How to use this checklist
- Make a copy (print or duplicate digitally).
- Run through it once. Tick everything that passes.
- Prioritize what's failing. Speed and mobile usually go first.
- Fix one thing at a time. Don't try to solve everything in one session.
- Re-audit quarterly. Catch regressions before customers do.
Quick wins if you're starting from zero
If most of this is failing, do these five things first:
- Run a free PageSpeed audit and fix the top 3 image issues
- Add HTTPS if you don't have it
- Set up Google Business Profile and Google Search Console
- Add a real phone number
tel:link to your header - Add
LocalBusinessschema markup
That alone fixes 70% of small business website problems.
The bottom line
Your website is your most important salesperson. A 60-minute self-audit catches the issues costing you customers — slow load times, broken contact forms, missing SEO basics. Run it quarterly, fix what's broken, and don't pay an agency for things you can do yourself in an afternoon.
For specific deep dives: how to improve your PageSpeed Insights score, how to improve your website SEO score.
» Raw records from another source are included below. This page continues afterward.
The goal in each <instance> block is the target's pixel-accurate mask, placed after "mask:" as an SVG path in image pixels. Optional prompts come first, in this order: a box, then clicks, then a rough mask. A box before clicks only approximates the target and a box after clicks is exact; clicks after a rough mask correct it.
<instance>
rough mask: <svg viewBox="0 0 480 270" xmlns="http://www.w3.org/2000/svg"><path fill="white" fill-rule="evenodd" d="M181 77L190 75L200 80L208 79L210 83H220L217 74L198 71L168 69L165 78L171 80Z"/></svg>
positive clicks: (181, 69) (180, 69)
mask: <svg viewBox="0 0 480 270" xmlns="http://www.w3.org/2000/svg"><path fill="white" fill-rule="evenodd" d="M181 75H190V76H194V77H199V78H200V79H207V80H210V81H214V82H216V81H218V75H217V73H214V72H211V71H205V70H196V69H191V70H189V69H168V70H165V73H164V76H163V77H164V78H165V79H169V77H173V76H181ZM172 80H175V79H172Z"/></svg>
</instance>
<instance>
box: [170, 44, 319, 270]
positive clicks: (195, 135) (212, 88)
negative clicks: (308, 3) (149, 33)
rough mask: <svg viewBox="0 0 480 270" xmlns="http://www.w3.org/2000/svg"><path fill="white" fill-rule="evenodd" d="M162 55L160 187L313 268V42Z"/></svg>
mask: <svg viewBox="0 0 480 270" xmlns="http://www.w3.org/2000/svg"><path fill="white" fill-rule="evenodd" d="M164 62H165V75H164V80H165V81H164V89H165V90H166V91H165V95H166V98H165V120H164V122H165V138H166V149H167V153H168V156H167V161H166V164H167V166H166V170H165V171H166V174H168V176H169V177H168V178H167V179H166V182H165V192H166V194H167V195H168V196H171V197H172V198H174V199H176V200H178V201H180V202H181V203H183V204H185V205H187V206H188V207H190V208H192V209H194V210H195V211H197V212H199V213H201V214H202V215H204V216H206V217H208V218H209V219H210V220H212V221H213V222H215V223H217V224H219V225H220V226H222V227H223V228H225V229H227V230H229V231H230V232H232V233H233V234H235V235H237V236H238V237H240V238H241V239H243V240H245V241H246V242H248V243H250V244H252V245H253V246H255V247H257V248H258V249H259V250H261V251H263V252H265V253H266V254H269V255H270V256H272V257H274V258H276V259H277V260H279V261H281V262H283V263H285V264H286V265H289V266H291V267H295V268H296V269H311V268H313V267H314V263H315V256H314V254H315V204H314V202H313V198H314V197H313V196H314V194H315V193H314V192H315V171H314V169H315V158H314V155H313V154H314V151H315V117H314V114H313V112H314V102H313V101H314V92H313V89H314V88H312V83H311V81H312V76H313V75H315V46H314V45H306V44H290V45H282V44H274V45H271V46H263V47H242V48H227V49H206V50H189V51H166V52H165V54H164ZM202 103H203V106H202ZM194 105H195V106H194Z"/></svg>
Frequently Asked Questions
How often should I audit my small business website?+
At least quarterly. Run a Lighthouse audit monthly to catch regressions early. Annual deep audits cover the items that don't change often — domain renewal, hosting plan, content updates.
Do I need to hire someone to fix audit issues?+
It depends. Speed and basic SEO fixes can often be done by your existing webmaster or via plugins. Complex code changes or a full redesign may need a developer. Use the audit to scope what's needed.
What's the most important thing to check on a small business site?+
Mobile speed and contact information. If your site is slow on phones or hides your phone number, you're losing customers — period.